However, under the condition of too many barrages, the blocked video content is more, and the watching effect is influenced. In order not to influence the live broadcast watching, most users generally select to shield the bullet screen characters on the live broadcast picture, but the users select the bullet screen shielding mode, so that the bullet screen used for interaction cannot be presented on the live broadcast picture, and the interactivity of a live broadcast room is reduced.

Disclosure of Invention

Aiming at the problem that the viewing effect is influenced by too many bullet screens at present, a mask file structure, a mask file reading method, computer equipment and a readable storage medium aiming at the condition that the viewing effect of a user is not influenced are provided.

A mask file structure comprising: at least one mask frame data segment, an identification unit and an index unit; wherein,

the mask frame data section is used for recording at least one frame of mask frame data;

the identification unit is arranged at a first preset position in the mask file and is used for recording file identification, the coding format of the mask frame data segment and the size parameter of the index unit;

the index unit is arranged at a second preset position in the mask file and used for recording and indicating the physical position of each mask frame data segment and the length parameter of the mask frame data segment in the mask file.

Preferably, the mask frame data segment is composed of at least one mask frame data arranged according to a time sequence of timestamps of the mask frames according to a preset time length.

Preferably, the mask frame data includes a width, a height, a time stamp and frame data of the mask frame.
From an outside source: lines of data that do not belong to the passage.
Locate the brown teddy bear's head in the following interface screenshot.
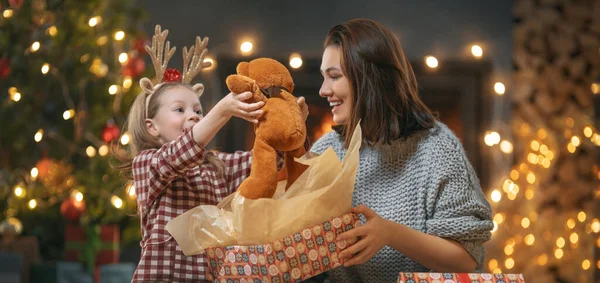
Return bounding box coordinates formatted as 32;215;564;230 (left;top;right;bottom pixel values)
236;58;294;93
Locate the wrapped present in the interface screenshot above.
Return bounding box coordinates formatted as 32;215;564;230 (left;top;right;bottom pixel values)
398;272;525;283
64;224;119;265
206;213;360;282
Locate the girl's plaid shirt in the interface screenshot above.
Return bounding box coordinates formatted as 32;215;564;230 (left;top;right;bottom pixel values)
133;130;283;282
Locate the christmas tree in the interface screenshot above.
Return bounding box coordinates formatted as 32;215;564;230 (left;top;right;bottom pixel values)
0;0;146;264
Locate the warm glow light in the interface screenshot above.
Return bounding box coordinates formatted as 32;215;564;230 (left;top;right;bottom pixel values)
123;77;133;89
521;217;531;229
115;30;125;40
494;82;506;95
554;249;564;259
567;218;575;229
490;190;502;202
583;126;594;138
571;136;581;146
2;9;14;19
537;254;548;265
27;199;37;209
527;172;535;184
88;16;102;27
504;257;515;269
31;41;40;52
510;169;519;181
85;145;96;157
471;44;483;59
577;211;587;223
494;213;504;224
121;133;129;145
30;167;40;179
591;219;600;233
15;186;25;198
525;234;535;246
98;144;108;156
290;53;302;69
33;129;44;142
63;109;75;120
567;143;577;153
581;259;591;270
42;63;50;75
483;131;500;146
425;56;438;69
110;196;123;208
504;246;514;255
525;188;534;200
556;237;565;248
240;41;253;54
119;52;129;64
108;85;119;95
500;140;513;154
46;26;58;36
569;232;579;244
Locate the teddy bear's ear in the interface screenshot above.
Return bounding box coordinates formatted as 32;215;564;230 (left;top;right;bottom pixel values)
235;61;250;76
192;84;204;97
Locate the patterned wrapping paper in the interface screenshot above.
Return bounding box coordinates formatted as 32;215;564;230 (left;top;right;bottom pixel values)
398;272;525;283
206;213;360;283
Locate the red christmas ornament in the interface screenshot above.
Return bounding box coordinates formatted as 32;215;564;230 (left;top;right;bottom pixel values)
163;68;181;83
8;0;24;9
123;57;146;77
0;58;10;79
60;198;85;221
102;120;121;142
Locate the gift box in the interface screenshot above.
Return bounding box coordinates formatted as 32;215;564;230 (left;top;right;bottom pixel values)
398;272;525;283
64;224;119;266
206;213;360;283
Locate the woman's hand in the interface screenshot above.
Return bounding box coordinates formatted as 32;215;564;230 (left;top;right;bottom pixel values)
336;204;390;266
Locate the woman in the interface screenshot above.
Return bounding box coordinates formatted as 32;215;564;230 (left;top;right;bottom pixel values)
311;19;493;282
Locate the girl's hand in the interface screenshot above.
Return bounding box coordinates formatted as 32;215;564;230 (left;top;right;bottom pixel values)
297;96;308;121
215;91;265;124
336;204;390;266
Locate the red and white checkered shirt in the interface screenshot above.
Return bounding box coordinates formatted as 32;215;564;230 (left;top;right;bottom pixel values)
132;130;283;282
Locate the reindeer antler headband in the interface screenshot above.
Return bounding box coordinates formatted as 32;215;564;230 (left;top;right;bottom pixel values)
140;25;211;117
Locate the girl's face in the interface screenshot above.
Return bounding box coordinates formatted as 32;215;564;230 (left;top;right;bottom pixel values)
319;46;353;125
146;86;204;144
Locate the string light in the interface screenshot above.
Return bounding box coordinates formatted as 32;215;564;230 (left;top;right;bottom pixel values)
41;63;50;75
471;44;483;59
31;41;40;52
115;30;125;41
85;145;96;157
110;196;123;208
27;199;37;209
290;53;302;69
425;56;439;69
494;82;506;96
240;41;253;55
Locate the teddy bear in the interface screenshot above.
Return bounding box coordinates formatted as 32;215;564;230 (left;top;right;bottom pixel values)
226;58;306;199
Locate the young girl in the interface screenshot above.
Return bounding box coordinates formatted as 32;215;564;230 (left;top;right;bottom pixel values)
311;19;493;282
115;26;308;282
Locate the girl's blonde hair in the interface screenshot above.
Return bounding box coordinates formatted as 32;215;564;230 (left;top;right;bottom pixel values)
113;82;225;180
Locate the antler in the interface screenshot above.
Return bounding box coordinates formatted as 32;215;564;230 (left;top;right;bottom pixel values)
181;36;212;83
145;25;176;83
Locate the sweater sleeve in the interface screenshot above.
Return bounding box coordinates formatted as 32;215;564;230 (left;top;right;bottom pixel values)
426;140;493;272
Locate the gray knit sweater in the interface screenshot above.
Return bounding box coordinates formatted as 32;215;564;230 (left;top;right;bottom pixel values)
311;122;493;282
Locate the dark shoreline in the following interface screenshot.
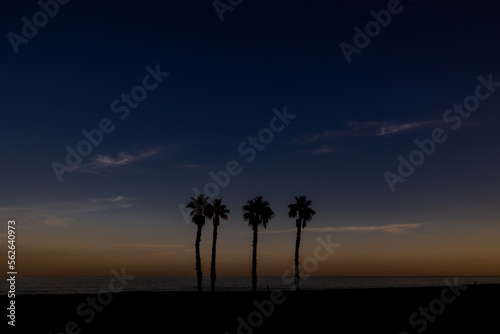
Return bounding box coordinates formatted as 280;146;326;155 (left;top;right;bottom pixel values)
4;285;500;334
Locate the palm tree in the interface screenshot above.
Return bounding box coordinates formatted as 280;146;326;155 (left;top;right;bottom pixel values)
242;196;274;292
186;194;213;292
210;198;231;292
288;196;316;290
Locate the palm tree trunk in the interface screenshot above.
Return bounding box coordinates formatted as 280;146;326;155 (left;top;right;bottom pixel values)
195;224;203;292
252;224;258;292
210;218;219;292
294;224;302;291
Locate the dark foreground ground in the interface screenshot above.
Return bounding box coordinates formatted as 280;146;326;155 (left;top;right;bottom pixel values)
0;285;500;334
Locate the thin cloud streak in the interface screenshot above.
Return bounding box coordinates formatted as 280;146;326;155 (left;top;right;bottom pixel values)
112;244;184;248
263;223;425;233
294;121;441;145
73;148;162;172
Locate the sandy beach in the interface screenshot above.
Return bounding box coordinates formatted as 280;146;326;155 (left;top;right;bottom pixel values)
4;285;500;334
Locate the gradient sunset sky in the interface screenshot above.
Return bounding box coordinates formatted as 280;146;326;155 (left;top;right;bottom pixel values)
0;0;500;276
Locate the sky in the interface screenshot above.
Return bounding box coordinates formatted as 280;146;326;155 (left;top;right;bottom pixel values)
0;0;500;276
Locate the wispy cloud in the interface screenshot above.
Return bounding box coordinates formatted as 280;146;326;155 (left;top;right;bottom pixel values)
263;223;425;233
112;244;184;248
0;195;133;227
44;215;70;227
294;121;440;144
73;147;165;172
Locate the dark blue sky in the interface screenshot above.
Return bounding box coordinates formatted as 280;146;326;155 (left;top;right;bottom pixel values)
0;0;500;271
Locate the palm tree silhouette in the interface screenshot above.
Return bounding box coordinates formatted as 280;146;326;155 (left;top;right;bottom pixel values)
210;198;231;292
186;194;213;292
288;196;316;290
242;196;274;292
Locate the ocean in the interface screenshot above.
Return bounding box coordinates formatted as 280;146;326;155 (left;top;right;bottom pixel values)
0;276;500;295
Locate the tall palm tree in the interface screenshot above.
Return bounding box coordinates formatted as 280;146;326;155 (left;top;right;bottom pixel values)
210;198;231;292
242;196;274;292
288;196;316;290
186;194;213;292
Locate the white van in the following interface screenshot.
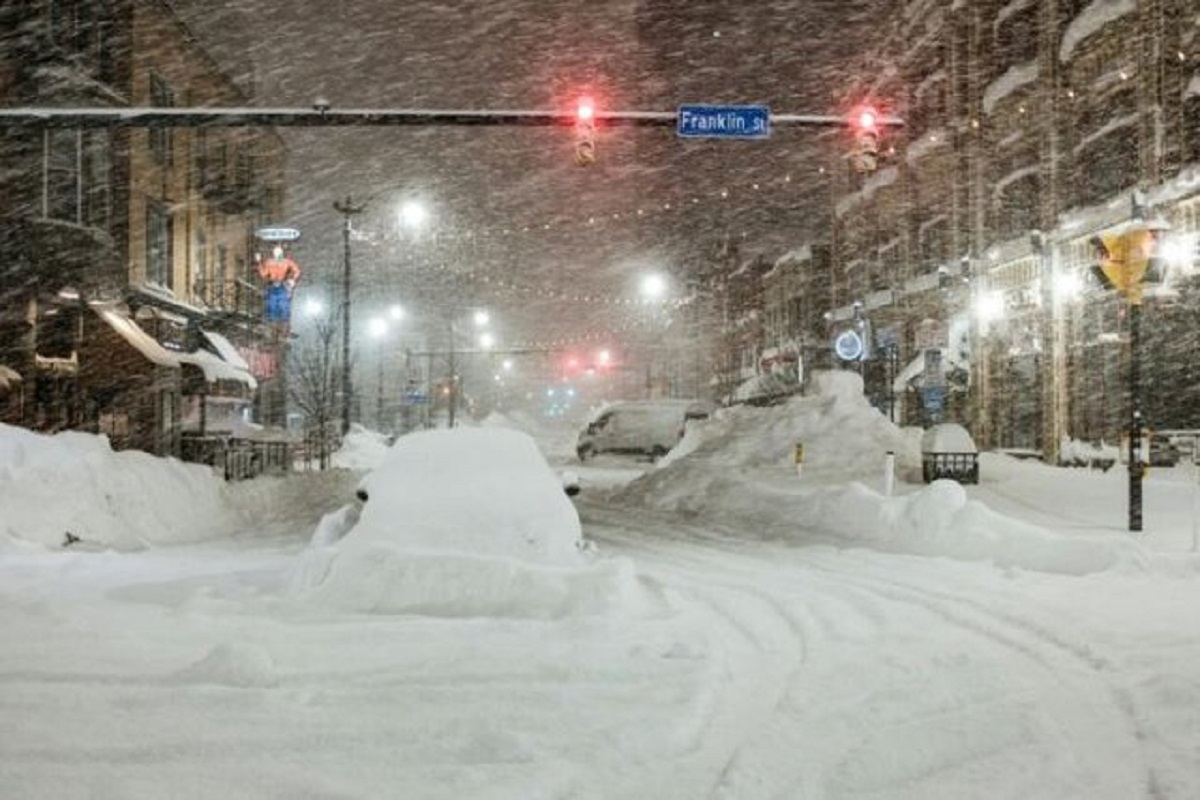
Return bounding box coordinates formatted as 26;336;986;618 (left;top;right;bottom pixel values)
575;399;712;461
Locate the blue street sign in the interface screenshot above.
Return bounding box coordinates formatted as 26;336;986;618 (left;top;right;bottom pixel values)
676;106;770;139
254;228;300;241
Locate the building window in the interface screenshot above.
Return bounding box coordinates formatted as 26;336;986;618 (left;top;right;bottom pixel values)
1075;124;1139;205
42;131;80;223
192;228;212;303
146;200;175;289
80;131;113;228
150;72;175;164
996;4;1040;64
996;173;1042;239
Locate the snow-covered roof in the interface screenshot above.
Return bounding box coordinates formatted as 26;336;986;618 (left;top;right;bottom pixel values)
983;61;1038;114
1058;0;1138;61
994;0;1034;28
730;372;800;403
905;128;950;167
835;167;900;217
991;164;1040;198
775;245;812;266
1074;112;1141;154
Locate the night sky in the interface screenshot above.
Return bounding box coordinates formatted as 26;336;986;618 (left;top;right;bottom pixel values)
181;0;889;339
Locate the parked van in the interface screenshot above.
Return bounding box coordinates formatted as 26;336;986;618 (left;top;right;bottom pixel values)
575;399;712;461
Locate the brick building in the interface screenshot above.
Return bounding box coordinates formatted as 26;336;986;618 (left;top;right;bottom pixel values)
0;0;284;455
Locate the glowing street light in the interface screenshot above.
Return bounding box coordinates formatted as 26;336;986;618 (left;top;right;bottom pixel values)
400;200;430;230
641;272;667;300
304;297;325;317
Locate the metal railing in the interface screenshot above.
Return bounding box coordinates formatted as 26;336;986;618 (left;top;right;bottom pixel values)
180;435;293;481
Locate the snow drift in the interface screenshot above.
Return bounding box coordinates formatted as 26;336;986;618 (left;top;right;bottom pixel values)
295;427;667;618
613;372;1145;575
0;425;239;549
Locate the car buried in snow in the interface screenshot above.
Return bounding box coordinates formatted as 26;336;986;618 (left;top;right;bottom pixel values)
575;399;713;462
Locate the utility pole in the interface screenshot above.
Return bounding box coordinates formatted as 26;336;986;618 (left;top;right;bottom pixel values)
334;194;366;437
446;312;458;428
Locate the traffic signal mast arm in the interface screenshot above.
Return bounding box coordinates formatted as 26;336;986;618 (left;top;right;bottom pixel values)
0;107;904;128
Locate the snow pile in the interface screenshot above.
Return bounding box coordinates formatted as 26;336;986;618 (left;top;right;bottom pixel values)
480;409;587;461
614;373;1144;575
331;423;389;471
643;372;920;484
296;427;662;618
0;425;239;549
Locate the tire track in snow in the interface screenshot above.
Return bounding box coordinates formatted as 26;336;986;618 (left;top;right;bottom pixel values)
588;507;1158;798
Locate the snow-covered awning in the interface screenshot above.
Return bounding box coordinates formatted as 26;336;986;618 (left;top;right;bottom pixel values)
202;331;250;372
0;363;20;392
1058;0;1138;64
179;350;258;389
94;306;258;389
92;306;180;368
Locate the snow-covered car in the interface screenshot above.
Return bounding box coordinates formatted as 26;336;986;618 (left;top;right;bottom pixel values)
575;399;712;461
347;428;582;564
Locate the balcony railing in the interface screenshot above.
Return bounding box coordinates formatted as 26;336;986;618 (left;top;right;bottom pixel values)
193;279;263;319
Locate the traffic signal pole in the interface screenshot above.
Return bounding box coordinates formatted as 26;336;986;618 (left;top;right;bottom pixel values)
1129;302;1150;531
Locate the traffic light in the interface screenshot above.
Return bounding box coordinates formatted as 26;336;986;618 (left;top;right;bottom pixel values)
1092;228;1162;305
850;107;880;173
575;97;596;167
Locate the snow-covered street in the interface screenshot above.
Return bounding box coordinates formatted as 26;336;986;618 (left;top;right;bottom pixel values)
7;484;1200;798
0;376;1200;800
Preferably, the first preset position is a head of the mask file; the second preset position is located behind the first preset position.

Preferably, the identification unit is further configured to record a version number of the mask file.

Preferably, the length parameter is a length from a start mask frame to an end mask frame of the mask frame data segment.

Preferably, the physical location is a time stamp of a starting mask frame of the mask frame data segment.

The invention also provides a method for reading the mask file, which comprises the following steps:

acquiring the coding format of the mask frame data segment and a size parameter indicating an index unit;

reading the index unit according to the size parameter, and acquiring the physical position of each mask frame data segment and the length parameter of the mask frame data segment in the mask file;

and reading the mask frame data segment according to the coding format, the physical position and the length parameter.

Preferably, the step of obtaining the coding format of the mask frame data segment and the size parameter indicating the index unit includes:

and acquiring the coding format of the mask frame data segment and the size parameter of the indication index unit in the identification unit of the mask file.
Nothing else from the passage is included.